Budapest è solo il più recente caso di una legislazione antiterrorismo accusata in tutto il mondo di essere eccessivamente invasiva o repressiva
Ennesima bocciatura da parte di Strasburgo per l’Ungheria. La Corte europea dei Diritti Umani ha rigettato la normativa anti-terrorismo varata nel 2011 in materia di sorveglianza segreta in quanto viola il diritto alla privacy dei cittadini.
La norma infatti sembra non contenere «garanzie sufficientemente precise, efficaci e complete» sulle misure previste e non rende noto il modo in cui i cittadini possano far ricorso contro la norma.
La Corte di Strasburgo è intervenuta a seguito del procedimento, avviato nel 2014, da parte di Máté Szabó e Beatrix Vissy, membri di una organizzazione non governativa con sede nella capitale. Szabò e Vissy si erano in un primo momento rivolti alla propria Corte Costituzionale chiedendo che la legge prevedesse una maggiore protezione dei diritti dei cittadini, in quanto essi sarebbero potuti potenzialmente essere soggetti a misure intrusive e sproporzionate a seguito dell’applicazione della legge anti-terrorismo in materia di sorveglianza segreta. La Corte nazionale ha rigettato il caso, spingendoli ad adire la Corte europea per la violazione degli articoli 6 e 13 della Convenzione dei diritti umani (CEDU) ratificata da tutti gli Stati membri del Consiglio d’Europa compresa l’Ungheria.

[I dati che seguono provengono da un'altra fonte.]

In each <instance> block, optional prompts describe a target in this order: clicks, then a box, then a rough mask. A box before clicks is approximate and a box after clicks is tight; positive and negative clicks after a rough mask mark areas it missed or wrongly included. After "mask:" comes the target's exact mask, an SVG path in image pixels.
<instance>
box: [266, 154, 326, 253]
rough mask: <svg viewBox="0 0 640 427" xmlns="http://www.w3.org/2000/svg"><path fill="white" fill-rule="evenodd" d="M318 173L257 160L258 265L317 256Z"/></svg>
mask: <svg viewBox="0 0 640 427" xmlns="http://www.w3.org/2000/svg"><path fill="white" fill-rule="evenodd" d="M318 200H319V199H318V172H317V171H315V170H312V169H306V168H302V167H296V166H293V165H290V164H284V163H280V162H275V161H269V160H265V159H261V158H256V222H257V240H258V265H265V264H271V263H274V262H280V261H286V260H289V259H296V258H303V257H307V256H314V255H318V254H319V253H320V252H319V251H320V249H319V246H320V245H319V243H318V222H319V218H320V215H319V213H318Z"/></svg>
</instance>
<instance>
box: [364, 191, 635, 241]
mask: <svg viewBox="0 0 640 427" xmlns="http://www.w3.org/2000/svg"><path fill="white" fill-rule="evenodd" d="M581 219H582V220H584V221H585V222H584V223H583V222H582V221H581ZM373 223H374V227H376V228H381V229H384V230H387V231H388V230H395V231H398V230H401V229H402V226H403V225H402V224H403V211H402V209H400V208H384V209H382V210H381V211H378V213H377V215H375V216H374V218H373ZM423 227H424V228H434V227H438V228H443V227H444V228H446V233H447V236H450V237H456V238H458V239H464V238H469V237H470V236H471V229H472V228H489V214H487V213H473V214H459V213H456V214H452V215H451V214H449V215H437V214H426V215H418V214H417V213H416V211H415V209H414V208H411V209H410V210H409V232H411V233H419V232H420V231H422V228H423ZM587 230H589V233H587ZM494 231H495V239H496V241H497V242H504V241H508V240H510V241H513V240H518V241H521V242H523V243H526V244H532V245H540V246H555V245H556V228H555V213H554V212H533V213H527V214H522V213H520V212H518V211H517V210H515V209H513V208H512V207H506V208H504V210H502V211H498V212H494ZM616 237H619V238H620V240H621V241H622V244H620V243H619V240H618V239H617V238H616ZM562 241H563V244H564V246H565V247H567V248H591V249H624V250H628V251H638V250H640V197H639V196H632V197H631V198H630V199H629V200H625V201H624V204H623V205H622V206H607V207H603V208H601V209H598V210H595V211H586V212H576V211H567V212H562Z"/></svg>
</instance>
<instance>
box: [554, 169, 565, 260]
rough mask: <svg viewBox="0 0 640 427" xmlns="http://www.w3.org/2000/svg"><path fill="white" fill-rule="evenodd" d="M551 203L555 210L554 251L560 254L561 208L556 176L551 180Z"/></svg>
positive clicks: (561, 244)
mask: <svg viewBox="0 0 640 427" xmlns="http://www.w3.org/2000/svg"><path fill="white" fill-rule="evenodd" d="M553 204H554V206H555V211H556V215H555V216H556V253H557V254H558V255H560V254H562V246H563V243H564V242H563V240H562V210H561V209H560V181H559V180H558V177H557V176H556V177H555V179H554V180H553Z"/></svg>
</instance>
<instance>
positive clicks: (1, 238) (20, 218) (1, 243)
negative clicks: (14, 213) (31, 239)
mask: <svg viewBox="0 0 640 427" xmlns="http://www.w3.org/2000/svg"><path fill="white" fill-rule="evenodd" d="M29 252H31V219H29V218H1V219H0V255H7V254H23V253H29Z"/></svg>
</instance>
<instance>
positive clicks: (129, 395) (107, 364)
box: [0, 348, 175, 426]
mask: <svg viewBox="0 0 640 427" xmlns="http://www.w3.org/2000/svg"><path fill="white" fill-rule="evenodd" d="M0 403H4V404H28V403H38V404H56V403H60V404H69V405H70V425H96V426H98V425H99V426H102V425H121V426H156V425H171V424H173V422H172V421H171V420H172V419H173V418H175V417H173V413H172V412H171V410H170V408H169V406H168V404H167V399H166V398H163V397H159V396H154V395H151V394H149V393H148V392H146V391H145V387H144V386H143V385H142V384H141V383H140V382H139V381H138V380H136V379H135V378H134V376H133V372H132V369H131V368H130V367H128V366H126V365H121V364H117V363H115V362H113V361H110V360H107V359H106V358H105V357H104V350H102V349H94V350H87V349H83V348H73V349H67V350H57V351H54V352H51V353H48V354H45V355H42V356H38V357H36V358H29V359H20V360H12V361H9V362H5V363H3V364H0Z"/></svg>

I difetti della legislazione criticata dalla Corte sono tre:
-La sorveglianza segreta potrebbe violare la privacy di qualunque cittadino, potenzialmente anche non coinvolto in attività terroristiche.

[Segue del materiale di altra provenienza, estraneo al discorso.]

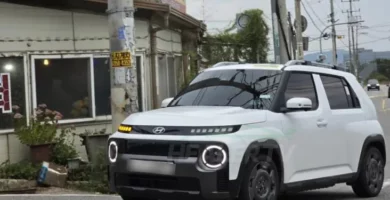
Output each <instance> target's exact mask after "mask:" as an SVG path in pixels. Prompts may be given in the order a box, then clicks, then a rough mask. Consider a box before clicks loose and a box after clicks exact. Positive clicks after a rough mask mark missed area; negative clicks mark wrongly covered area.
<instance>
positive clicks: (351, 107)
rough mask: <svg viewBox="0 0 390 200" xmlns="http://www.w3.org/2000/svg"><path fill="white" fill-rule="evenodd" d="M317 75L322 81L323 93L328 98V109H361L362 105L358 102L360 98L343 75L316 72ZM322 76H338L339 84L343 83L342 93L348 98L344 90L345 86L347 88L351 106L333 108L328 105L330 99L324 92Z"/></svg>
mask: <svg viewBox="0 0 390 200" xmlns="http://www.w3.org/2000/svg"><path fill="white" fill-rule="evenodd" d="M317 74H318V75H319V76H320V79H321V83H322V87H323V88H324V91H325V95H326V98H327V100H328V103H329V109H330V110H350V109H361V108H362V105H361V103H360V99H359V97H358V96H357V95H356V92H355V90H353V88H352V87H351V84H350V83H349V82H348V80H347V79H346V78H345V77H343V76H338V75H334V74H325V73H317ZM322 76H328V77H333V78H338V79H340V80H341V84H342V85H343V87H344V90H343V91H344V94H345V95H346V96H347V98H348V95H347V93H346V91H345V87H347V88H348V90H349V93H350V95H349V97H350V98H351V103H352V106H353V107H348V108H338V109H334V108H331V107H330V100H329V97H328V94H327V93H326V88H325V85H324V84H323V82H322V78H321V77H322Z"/></svg>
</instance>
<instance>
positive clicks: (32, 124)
mask: <svg viewBox="0 0 390 200" xmlns="http://www.w3.org/2000/svg"><path fill="white" fill-rule="evenodd" d="M14 113H15V114H14V122H15V133H16V136H17V137H18V139H19V140H20V142H21V143H22V144H25V145H30V146H31V145H40V144H50V143H53V142H54V140H55V136H56V133H57V127H58V120H60V119H62V115H61V113H59V112H57V111H52V110H50V109H48V108H47V106H46V105H45V104H42V105H39V107H38V108H36V109H35V116H34V117H32V118H31V119H30V124H29V125H27V124H26V119H25V117H24V116H23V115H22V114H20V113H19V112H18V109H17V108H16V107H14Z"/></svg>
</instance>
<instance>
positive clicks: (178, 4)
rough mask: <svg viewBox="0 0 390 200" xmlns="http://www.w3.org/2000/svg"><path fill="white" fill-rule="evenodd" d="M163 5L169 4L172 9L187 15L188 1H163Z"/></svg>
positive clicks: (168, 0) (165, 0)
mask: <svg viewBox="0 0 390 200" xmlns="http://www.w3.org/2000/svg"><path fill="white" fill-rule="evenodd" d="M161 3H165V4H169V5H171V6H172V8H174V9H176V10H179V11H180V12H183V13H186V12H187V9H186V0H161Z"/></svg>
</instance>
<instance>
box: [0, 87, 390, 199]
mask: <svg viewBox="0 0 390 200" xmlns="http://www.w3.org/2000/svg"><path fill="white" fill-rule="evenodd" d="M381 89H382V90H381V91H369V92H368V94H369V96H371V97H372V101H373V102H374V104H375V106H376V108H377V111H378V117H379V120H380V122H381V124H382V126H383V128H384V130H385V133H388V134H390V123H389V122H390V99H388V98H387V97H386V92H387V87H386V86H382V87H381ZM386 142H387V144H390V135H386ZM387 155H390V148H387ZM385 173H386V182H385V186H384V188H383V190H382V193H381V194H380V196H379V197H377V198H372V199H370V200H388V199H390V164H389V165H387V167H386V171H385ZM120 199H121V198H119V197H117V196H98V195H82V196H80V195H40V196H34V195H24V196H11V195H6V196H0V200H120ZM285 199H286V200H313V199H316V200H358V199H359V198H357V197H356V196H355V195H354V193H353V192H352V189H351V188H350V187H349V186H346V185H345V184H340V185H336V186H335V187H332V188H328V189H323V190H316V191H311V192H303V193H300V194H296V195H290V196H287V197H286V198H285ZM359 200H360V199H359Z"/></svg>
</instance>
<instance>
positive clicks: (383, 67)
mask: <svg viewBox="0 0 390 200" xmlns="http://www.w3.org/2000/svg"><path fill="white" fill-rule="evenodd" d="M375 63H376V64H377V69H378V70H377V71H378V73H379V74H382V75H384V76H386V77H387V78H390V60H389V59H377V60H375Z"/></svg>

-L’autorizzazione per l’applicazione delle misure proverrebbe interamente dall’esecutivo senza alcuna valutazione preventiva effettuata da un giudice o da un organismo imparziale in grado di valutare se le misure «siano strettamente necessarie» e monitorare a posteriori la loro attuazione.
-L’impossibilità per i cittadini di ricorrere contro il governo per l’uso di misure estremamente intrusive.
L’anno scorso era stata la volta della Polonia e ancora prima quella della Macedonia, entrambi accusati di aver violato di diritti fondamentali di alcuni sospettati e averli estradati senza assicurarsi che essi non sarebbero stati torturati o giustiziati.
In tutto il Vecchio Continente, negli ultimi anni, si sono varate nuove leggi per combattere il terrorismo o si è dato maggiori poteri alla normativa esistente.
La dialettica “misure di polizia vs rispetto delle libertà fondamentali” è vecchia almeno di quindici anni: del 2001 è il Patriot Act, misure straordinarie post 11 settembre varate dal governo americano, poi dichiarate anticostituzionali.
E’ indubbio che grazie a queste leggi la lotta la terrorismo a tutti i livelli, nazionale ed internazionale, abbia tratto degli enormi vantaggi. Ed è anche vero che per riuscire a difendere i cittadini da una minaccia così capillare contro chi “gioca senza regole” non è possibile utilizzare i canali tradizionali. Tuttavia i diritti e le libertà dei cittadini, così faticosamente ottenuti e non ancora del tutto rispettati, rischiano di venir meno proprio a causa di chi quei diritti dovrebbe come primo compito proteggerli.
Dal Regno Unito alla Malesia passando per l’Egitto, sono tantissimi gli Stati europei e non contro cui organizzazioni come Human Rights Watch hanno dovuto lanciare l’allarme.
Se la lotta al terrorismo è fondamentale per la nostra sicurezza, la lotta per la salvaguardia dei diritti umani e libertà quali libertà di spostamento, diritto alla privacy, libertà di parola e altri ancora, sono ugualmente fondamentali per la dignità dell’essere umano.